Studies of Biological Changes Related to Weight Loss After Gastric Bypass Surgery
Weight loss achieved by dieting induces multiple changes. These changes include a decrease in metabolic rate (the rate in which the body burns its calories), an increase in appetite and other physiological and hormonal changes that may be the cause of failure in dieting. Many of these parameters that have never been evaluated when weight is lost after gastric bypass surgery will be tested in this study.

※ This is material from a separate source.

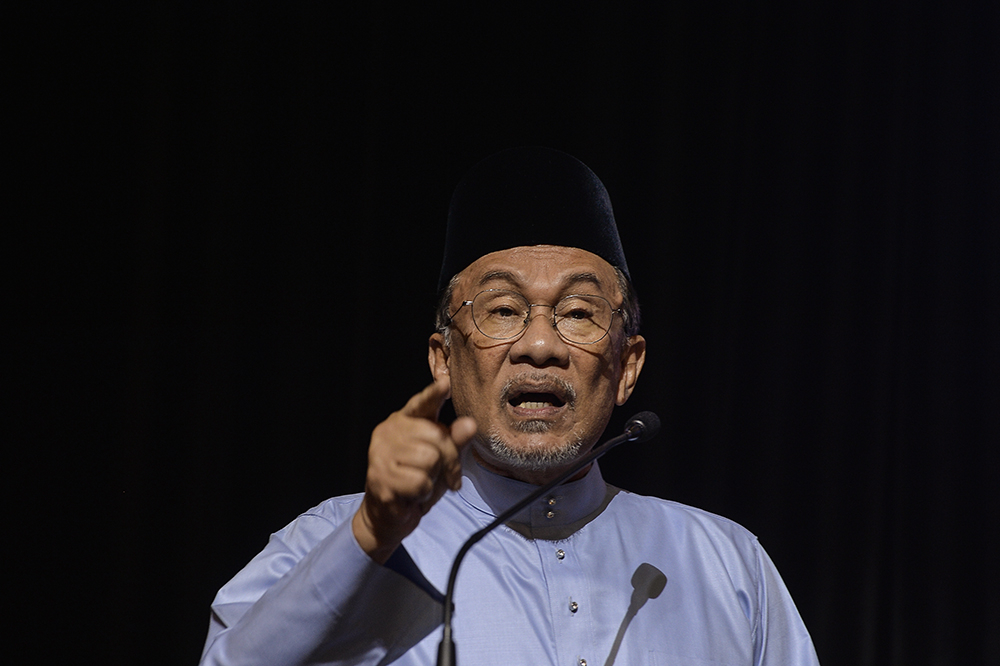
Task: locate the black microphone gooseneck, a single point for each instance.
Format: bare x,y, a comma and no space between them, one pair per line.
640,427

Procedure: Gastric Bypass Surgery
|Study Design:||Time Perspective: Prospective|
|Official Title:||A Gene Expression and Metabolic Profile of Weight Loss: Studies of Patients Following Gastric Bypass Surgery|
|Study Start Date:||July 2007|
While gastric bypass surgery (GBS) is known to be highly effective in achieving significant weight loss, it is also associated with other biologic changes that occur in the body when weight is lost. In this study, subjects undergoing gastric bypass surgery will be followed throughout the weight loss period. They will undergo four detailed medical evaluations to assess changes in several biological systems that occur in the body when weight is lost.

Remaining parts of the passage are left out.